Die Religionen und die Liebe

Wie vereinbaren und leben Menschen Glaube und Liebe - und welche Rolle spielt die Religion dabei? Diese Frage ist nicht so einfach zu beantworten, denn die religiös begründeten Formen des Zusammenlebens zweier oder mehrerer Liebender sind vielfältig und unterscheiden sich von Tradition zu Tradition mitunter markant.

Oftmals werden sie aber in den jeweiligen Religionen rigoros eingefordert und kontrolliert, in den vielen patriarchal geprägten Religionen nicht selten auf Kosten der Frauen. Gebote und Verbote sollen vor allem Lust und Leidenschaft zähmen - einerseits. Andererseits wird Liebe in vielen religiösen Traditionen auch als göttliches Geschenk verstanden, das mitunter die Spiritualität beflügeln kann.

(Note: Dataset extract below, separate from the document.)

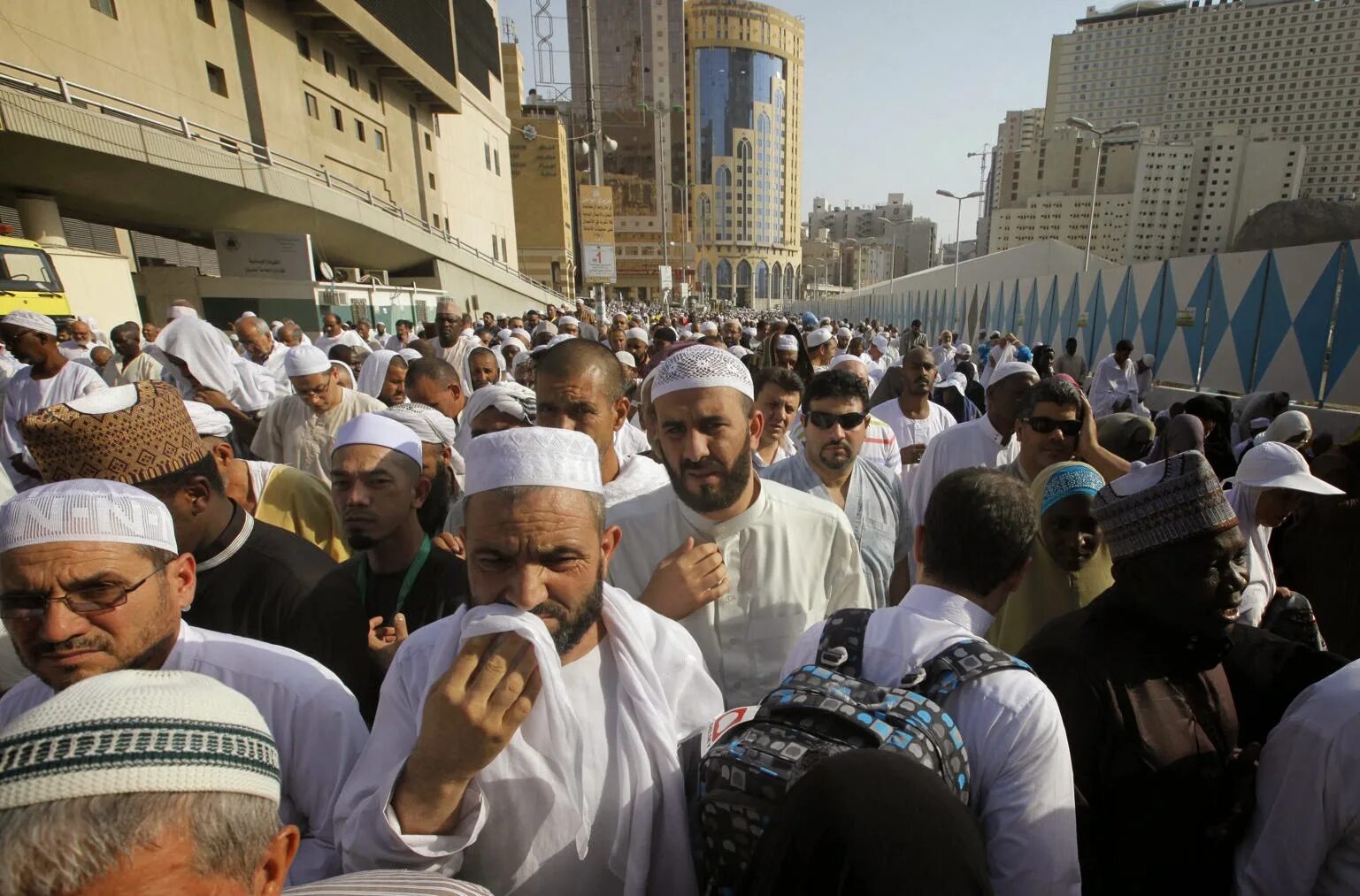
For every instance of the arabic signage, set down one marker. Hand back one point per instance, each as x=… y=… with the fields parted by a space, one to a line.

„Religionen regeln nicht nur das eheliche Zusammenleben, sondern auch die als legitim verstandenen Formen von Sexualität. Und eben in Bezug auf die Sexualität unterscheiden sich religiöse Strömungen und ihre Auslegungen häufig“, sagt die Religionswissenschafterin Katharina Limacher von der Universität Wien.

Hindu-Hochzeitspärchen

AP/FAREED KHAN

Hinduismus

Für das Zusammenleben von Liebenden gibt es etwa in den Hindu-Traditionen einen sehr konkreten, religiös begründeten Rahmen. Lange Zeit waren arrangierte Ehen die dominante Form der Eheschließung und Sexualität vor der Ehe ein Tabu. Gleichzeitig gehört im hinduistischen Kontext ein erfüllendes Sexualleben durchaus dazu: Das Konzept des Kama, also das Streben nach Vergnügen oder Lust, steht als eines von vier Lebenszielen neben einem rechtschaffenen Leben, dem Erwerb und der Weitergabe von materiellem Wohlstand im Rahmen von Familie und Gesellschaft und der Erlösung. Während es einerseits eine reichhaltige und lang zurückreichende Tradition erotischer Texte gibt, darunter das bekannte Kamasutra, die über die Kunst des Lebens und Liebens Auskunft geben, ist die indische Gesellschaft andererseits nach wie vor stark geprägt von sozialen Normen der Zugehörigkeit wie Kaste und Klasse, die noch immer die Partner- und Partnerinnenwahl beeinflussen.

Judentum

Im Judentum gibt es nichts, was es nicht gibt: Am liberalen Ende des Spektrums finden sich jene jüdischen Gemeinden, die einen sehr offenen Umgang mit sexueller und geschlechtlicher Vielfalt leben, am ultraorthodoxen Ende jene, die sexuelle Diversität ablehnen und die Einhaltung klarer Geschlechterrollen von Frauen und Männern fordern. „Auch wenn beispielsweise Sex zwischen Frauen in der Torah nicht explizit verboten ist, würde dies in einer orthodoxen rabbinischen Interpretation dennoch als Verstoß gegen jüdisches Recht aufgefasst werden, während es in einer sehr liberalen Interpretation unproblematisch wäre", sagt die Religionswissenschafterin Katharina Limacher. Und manche strenggläubige Jüdinnen und Juden schwören auf den Dienst einer Heiratsvermittlerin beziehungsweise eines Heiratsvermittlers, auf den sogenannten Schadchen, der Ehen zwischen Jüdinnen und Juden stiftet. In Wien ist das aber, anders als in einigen anderen jüdischen Gemeinden, nicht die gängigste Variante.

Islam

Religiöse Musliminnen und Muslime greifen mittlerweile immer öfter auf spezielle Online-Dating-Plattformen zurück: Eine dieser Plattformen ist „Muzmatch“, mit mehr als zwei Millionen Mitgliedern weltweit. Nutzerinnen und Nutzer dieser App müssen Fragen zu ihrer Religiosität beantworten - wie oft sie beten, ob sie Alkohol trinken und wie schnell sie heiraten wollen.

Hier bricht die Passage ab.